As it was explained to me, Star Wars is high fantasy. Being a daydreaming nerd that loves video games and movies full of magic and fantastical creatures, it was no surprise that I was much more receptive to the trilogy. While my dad would complain about wizards in space with laser swords, of course I’d be all over this by comparison.

So some thoughts on watching Star Wars for the first time: I’ve always liked Mark Hamill as a voice actor and Luke Skywalker simply has a presence that most people can’t help but endear to. Harrison Ford may be super over the entire franchise and Han Solo’s overbearing insistence about Leia’s feelings for him are cringe-y to a woman who’s heard that nonsense before, but his cynicism and wit was all very welcome to me.

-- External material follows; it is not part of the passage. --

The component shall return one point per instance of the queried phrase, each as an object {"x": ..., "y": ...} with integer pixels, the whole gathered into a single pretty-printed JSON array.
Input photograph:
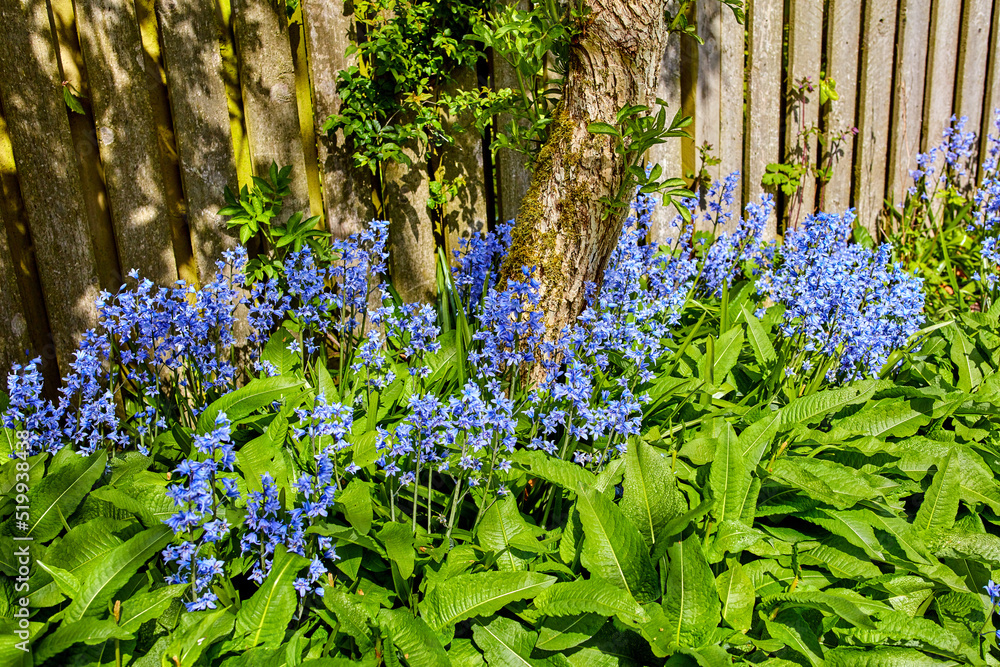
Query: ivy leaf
[{"x": 613, "y": 548}]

Most rough situations in life are easier to look back on with a supportive sarcastic friend… although I think we all know Solo wouldn’t necessarily admit to that description. 

It was seeing Carrie Fisher’s big claim to fame as Leia that really resonated with me. Sure she’s damsel in distress, but she still pulls plenty of weight! Now I understand why my dear friend considers her one of her first female role models. I don’t think I’ll ever forget the prison break scene in A New Hope (between Carrie Fisher taking a gun from Hamill and making a new escape route and Ford torching the intercom due to “boring conversation…”)

      My understanding went beyond that case though, because after being alive more than 2 decades, I finally understood countless pop culture references. Star Wars made ripples in entertainment long before Force Awakens! (Which I decided to hold off on seeing until I watched the trilogy and examined its cultural impact.) Still stumbling behind that bandwagon though, “who shot first” and what have you.
What was most interesting about how I was finally joining the overwhelming majority of society in seeing the original trilogy was imagining what it was like to watch them when they were released. It’s oddly surreal to imagine a world where no one knows who Luke’s father really is; honestly, I got the sense that the excitement around these movies and the story they tell wasn’t dissimilar from that of the first moon landing. Stephen Colbert himself talked about how he knew, in the special preview screening he experienced before the world at large, that this piece of entertainment was going to be revolutionary to entertainment.

Now I just think it’s a shame we’re down to the Last Jedi when we just barely had the Return!

6 COMMENTS

  1. I was there there when it first came out. Star Wars was exciting in the theatre and a departure from Star Trek and 2001, which had been the standard up until that time. Star Trek had it’s own nods to mythology though. I had read the Hobbit and saw that in a way Vulcans were elves, Klingons were Orcs. Star Wars took it to a different level. The two franchises are forever different, yet the same. A phaser is far more plausible than a lightsaber but hyperspace and warp travel are more or less the same. And at the time before Revenge came out there was a lot of room to speculate. In the fist Star Wars book of the movie Darth Vader was the true villain as reflected in his thoughts while on the Death Star. If you want to get a glimpse into that time check out the fanzines of the time.